A question about a RF Differential RF Amplifier (AD8352)

Hi all,
My question is about the matching for a Differential RF Amplifier.
From the AD8352 datasheet, we can see that the input matching circuit is used to provide the input impedance match for a 50ohm system. I think the reason is for maxium power transfer for the amplifier input. When those energy meets the amplifier's high input resistance, the current will be changed to voltage.

But, when AD8352 is connected to a load, the output matching circuit can not be found between the load and amplifier's output impedance. I don't why. Without it, the energy will loss.

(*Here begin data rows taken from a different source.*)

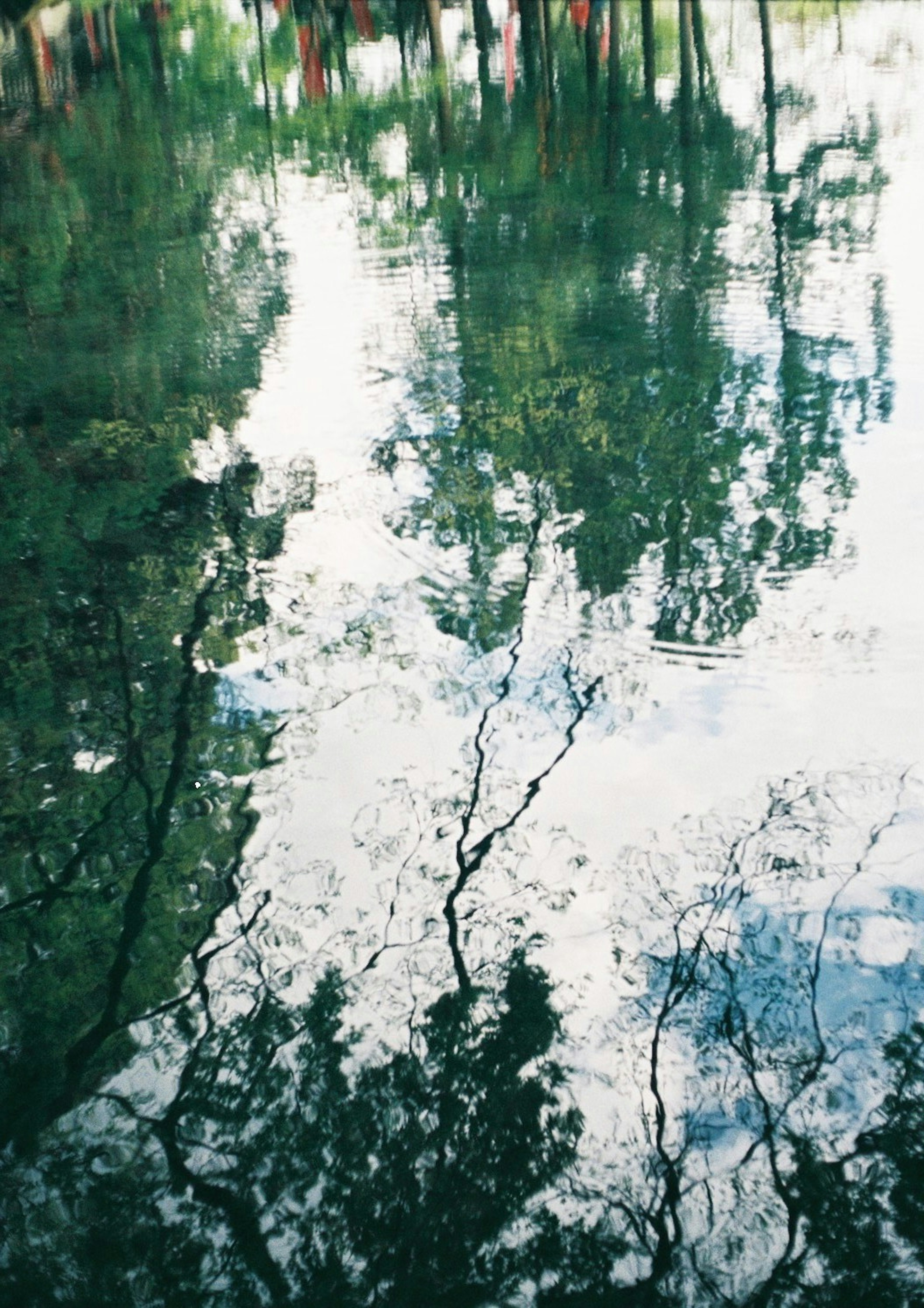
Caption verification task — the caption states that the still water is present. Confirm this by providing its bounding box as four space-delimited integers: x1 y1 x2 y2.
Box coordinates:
0 0 924 1308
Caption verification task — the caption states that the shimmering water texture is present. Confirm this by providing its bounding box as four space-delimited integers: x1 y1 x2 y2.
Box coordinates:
0 0 924 1308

BTW, AD8352 input impedance is 3000ohm(+j0.9pF), output impedance is 100ohm(+3pF). The load is 200ohm or 1000ohm. If AD8325 drives AD9445 (a ADC), the AD9445 presents approximately 2 kΩ in parallel with 5 pF/differential load to the AD8352.

If the frequency is not too high, there will be a reflection but it can be neglected because of low output impedance of the amplifier.If you drive this amplifier sufficently
high (because the gain is quite high), the output swing will be rail to rail-or close to- and this will be quite proper level or ADC..
That's why, if the operating frequency is not too high, a matching network is not necessary..
But for input side, a matching network is necessary because input signal will-generally-be low and therefore maximum energy must be transferred into amplifier.

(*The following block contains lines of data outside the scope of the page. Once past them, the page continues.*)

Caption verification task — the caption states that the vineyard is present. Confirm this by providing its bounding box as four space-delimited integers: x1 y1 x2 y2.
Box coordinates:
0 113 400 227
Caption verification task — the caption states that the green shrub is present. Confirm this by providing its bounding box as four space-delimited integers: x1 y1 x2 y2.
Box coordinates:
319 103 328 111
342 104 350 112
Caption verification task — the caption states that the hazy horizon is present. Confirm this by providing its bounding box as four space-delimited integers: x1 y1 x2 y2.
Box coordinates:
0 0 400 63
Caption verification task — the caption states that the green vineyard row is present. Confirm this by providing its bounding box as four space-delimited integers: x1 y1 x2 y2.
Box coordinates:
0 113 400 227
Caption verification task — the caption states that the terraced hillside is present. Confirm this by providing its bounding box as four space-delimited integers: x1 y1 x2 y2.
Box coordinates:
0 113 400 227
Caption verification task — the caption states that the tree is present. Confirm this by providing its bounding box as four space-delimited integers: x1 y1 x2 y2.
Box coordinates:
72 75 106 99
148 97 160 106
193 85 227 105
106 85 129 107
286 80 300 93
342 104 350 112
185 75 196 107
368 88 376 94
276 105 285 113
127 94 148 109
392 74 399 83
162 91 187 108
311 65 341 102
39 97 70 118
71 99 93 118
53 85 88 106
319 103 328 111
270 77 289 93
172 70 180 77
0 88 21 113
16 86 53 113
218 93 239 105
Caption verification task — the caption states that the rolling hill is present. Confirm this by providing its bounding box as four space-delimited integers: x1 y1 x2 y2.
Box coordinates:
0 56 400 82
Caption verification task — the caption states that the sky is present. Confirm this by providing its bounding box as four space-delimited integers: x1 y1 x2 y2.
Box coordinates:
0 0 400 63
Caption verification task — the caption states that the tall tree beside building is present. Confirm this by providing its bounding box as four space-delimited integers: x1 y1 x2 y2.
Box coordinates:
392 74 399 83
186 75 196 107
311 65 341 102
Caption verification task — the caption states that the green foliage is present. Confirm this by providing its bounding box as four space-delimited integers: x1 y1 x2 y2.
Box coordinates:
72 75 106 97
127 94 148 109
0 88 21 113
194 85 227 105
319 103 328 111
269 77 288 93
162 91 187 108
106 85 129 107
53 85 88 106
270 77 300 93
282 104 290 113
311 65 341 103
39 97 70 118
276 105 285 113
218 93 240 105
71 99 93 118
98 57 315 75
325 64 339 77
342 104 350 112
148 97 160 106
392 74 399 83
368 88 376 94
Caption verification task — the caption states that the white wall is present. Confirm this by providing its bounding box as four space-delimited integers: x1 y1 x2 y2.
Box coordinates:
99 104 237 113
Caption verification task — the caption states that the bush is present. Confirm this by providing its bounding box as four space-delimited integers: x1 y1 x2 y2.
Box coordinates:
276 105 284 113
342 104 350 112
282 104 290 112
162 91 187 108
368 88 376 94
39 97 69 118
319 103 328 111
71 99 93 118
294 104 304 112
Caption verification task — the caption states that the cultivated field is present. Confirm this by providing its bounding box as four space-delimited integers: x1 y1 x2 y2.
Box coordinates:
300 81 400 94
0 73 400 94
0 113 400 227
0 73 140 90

Thank you for your reply. I still have some other questions... Please hlep.
If I use AD8352 to work as a RF gain block. It seems that it just amplifies voltage for its high input impedance (3000Ω) and low output impedance (100Ω), if it is connected to a high-resistance load (e.g. 200Ω or 1000Ω). Is that right ?

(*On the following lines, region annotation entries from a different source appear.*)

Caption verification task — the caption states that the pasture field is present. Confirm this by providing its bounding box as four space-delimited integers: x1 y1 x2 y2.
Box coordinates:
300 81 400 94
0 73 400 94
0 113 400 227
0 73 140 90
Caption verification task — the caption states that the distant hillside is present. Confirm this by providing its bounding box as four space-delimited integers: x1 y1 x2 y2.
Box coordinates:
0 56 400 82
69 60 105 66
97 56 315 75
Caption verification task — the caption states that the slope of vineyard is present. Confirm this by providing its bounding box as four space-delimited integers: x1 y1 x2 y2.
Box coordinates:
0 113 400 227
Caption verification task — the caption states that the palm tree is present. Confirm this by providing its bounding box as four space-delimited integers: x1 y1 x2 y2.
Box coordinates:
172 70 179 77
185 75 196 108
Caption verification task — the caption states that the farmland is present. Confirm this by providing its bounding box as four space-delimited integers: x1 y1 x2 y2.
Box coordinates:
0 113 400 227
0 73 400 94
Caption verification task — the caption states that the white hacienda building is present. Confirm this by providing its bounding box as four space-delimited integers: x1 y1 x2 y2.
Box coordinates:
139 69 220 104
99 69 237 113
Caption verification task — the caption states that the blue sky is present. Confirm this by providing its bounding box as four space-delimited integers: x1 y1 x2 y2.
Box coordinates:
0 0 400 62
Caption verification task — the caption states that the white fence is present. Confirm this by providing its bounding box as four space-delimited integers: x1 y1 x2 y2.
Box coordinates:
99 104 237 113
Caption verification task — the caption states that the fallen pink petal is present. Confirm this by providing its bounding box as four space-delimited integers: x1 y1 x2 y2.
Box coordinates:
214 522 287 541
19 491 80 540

Assuming that it can work at 2GHz to as a RF gain block, whether the output matching circuit is needed for this frequency ?
Because I want a 2-GHz Voltage Amplifier (or voltage gain block), whose input and output current can be reduced to “minimum” (almost zero).

jianke said:

Thank you for your reply. I still have some other questions... Please hlep.
If I use AD8352 to work as a RF gain block. It seems that it just amplifies voltage for its high input impedance (3000Ω) and low output impedance (100Ω), if it is connected to a high-resistance load (e.g. 200Ω or 1000Ω). Is that right ?

Assuming that it can work at 2GHz to as a RF gain block, whether the output matching circuit is needed for this frequency ?
Because I want a 2-GHz Voltage Amplifier (or voltage gain block), whose input and output current can be reduced to “minimum” (almost zero).

Click to expand...

If you work 2GHz, you can not work with this amplifier because bandwidths of these kind of amplifiers don't reach to 2GHz..Except some special and custom designed structures but not standard products..
If you wanna drive an ADC at that frequency, you should use low noise RF amplifiers and design of this circuit will take some paying of attention.